One artist who impressed the juror in this way was Ron Avillion. Through the artist's mixed media inventions, he disturbs the viewer with harsh images. In "Purity and Faith" Avillion has a real ceramic bathtub with nails attached all over the inside.
One wonders what the creator had in mind while making the structure. Is it that if you jump in the tub you'll be purified and your faith strengthened? Or will you be purified by having faith in the artist himself, not questioning the nails or his intentions?
Another picture by Avillion is called "Radial" which presents another everyday item, a tire, framed in an all white wood frame. He tries to deceive viewers into thinking that they are seeing a simple image, but instead we see modern life coming back to us, as if even in art we can't escape it.
"I put a lot of emphasis on inventiveness, and new and bold ways of using material," Garoian said.
Christopher Zweig is another artist whose impact is felt by the viewer of the exhibit. His pictures in the exhibit are images created by inscribing words across untouched canvases in real blood. The three pictures are titled, "Scab", "Blutflech", which in German means blood stain, and "Rasserein" which in German means racially pure. This last picture concerns many people, and raises harsh questions as to whether Zweig is defending or criticizing racial purity, Garoian said.
"I liked Barb Weaver's scrapbook because it told a story from childhood to adulthood, and I thought that people could relate to it," Kristen Tentaras (sophomore-art) said.
Marcian Dank also makes a great impression through her hazy dark figures and handprints all over the paintings, which are haunting images of strong emotions. In addition Lance Shield's work titled "Deodorant" is a touch, listen, and feel approach to art, including an opportunity to spray deodorant on anything that you feel that stinks. Including, of course, yourself.

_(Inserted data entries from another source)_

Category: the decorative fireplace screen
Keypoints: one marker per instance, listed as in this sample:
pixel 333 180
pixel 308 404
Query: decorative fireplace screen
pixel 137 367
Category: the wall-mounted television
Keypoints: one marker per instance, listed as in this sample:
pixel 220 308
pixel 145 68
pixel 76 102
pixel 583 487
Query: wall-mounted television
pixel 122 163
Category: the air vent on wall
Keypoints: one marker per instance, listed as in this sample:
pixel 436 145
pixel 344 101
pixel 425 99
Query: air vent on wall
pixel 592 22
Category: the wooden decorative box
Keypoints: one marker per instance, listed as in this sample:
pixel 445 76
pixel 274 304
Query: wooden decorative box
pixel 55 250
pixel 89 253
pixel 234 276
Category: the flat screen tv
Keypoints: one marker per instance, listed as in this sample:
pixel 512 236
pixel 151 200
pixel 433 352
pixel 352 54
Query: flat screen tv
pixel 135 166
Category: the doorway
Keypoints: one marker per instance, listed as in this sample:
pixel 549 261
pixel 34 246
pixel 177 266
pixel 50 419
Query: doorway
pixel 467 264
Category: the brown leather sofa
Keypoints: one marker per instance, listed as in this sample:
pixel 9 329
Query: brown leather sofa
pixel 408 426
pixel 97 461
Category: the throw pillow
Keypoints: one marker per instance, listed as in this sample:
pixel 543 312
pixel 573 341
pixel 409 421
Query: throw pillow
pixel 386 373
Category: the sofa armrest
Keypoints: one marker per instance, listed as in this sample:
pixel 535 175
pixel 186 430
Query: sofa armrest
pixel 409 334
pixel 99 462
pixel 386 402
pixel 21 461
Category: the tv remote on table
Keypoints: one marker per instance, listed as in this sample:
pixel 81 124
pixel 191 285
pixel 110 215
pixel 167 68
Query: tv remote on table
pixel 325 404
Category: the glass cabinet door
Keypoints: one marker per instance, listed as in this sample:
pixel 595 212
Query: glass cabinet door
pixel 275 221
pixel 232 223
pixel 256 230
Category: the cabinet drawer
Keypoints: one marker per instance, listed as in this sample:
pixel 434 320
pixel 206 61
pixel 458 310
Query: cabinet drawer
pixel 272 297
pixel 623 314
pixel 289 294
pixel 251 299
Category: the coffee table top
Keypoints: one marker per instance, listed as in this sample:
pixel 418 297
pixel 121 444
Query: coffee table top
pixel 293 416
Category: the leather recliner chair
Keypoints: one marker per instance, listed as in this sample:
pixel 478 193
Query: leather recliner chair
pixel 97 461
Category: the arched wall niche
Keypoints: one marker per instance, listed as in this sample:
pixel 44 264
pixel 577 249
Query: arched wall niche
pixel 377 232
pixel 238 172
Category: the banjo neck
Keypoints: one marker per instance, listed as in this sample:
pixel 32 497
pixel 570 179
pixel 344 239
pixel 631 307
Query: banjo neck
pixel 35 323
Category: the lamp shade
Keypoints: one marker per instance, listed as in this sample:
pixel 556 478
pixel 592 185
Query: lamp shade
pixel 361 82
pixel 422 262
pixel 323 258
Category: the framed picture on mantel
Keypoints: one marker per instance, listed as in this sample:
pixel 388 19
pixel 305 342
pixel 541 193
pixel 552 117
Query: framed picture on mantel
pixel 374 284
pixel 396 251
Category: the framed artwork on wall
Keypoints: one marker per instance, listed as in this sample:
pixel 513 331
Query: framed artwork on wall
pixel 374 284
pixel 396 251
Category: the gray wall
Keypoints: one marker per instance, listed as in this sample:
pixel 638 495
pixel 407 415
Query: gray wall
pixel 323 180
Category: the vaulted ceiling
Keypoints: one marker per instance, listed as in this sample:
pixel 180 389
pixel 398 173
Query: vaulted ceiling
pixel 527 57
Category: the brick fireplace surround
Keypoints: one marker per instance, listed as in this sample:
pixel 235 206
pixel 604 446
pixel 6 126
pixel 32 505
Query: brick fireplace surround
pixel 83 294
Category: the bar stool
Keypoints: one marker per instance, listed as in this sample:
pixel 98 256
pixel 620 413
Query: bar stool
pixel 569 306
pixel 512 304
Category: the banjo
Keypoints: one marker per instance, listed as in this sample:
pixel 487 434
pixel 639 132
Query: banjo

"I like the exhibit because it's different from any other exhibit at the Zoller Gallery," Kristy Bain (sophomore-art education) said.
Garoian admits that the show is not exactly typical, but explained why he chose it that way.
"It is an intense show and it ain't pretty, but those pieces touched a deeper part of me. They are provocative, because they make you think," concluded Garoian."They reflect a lot of questions about life and about the impact of art in our lives."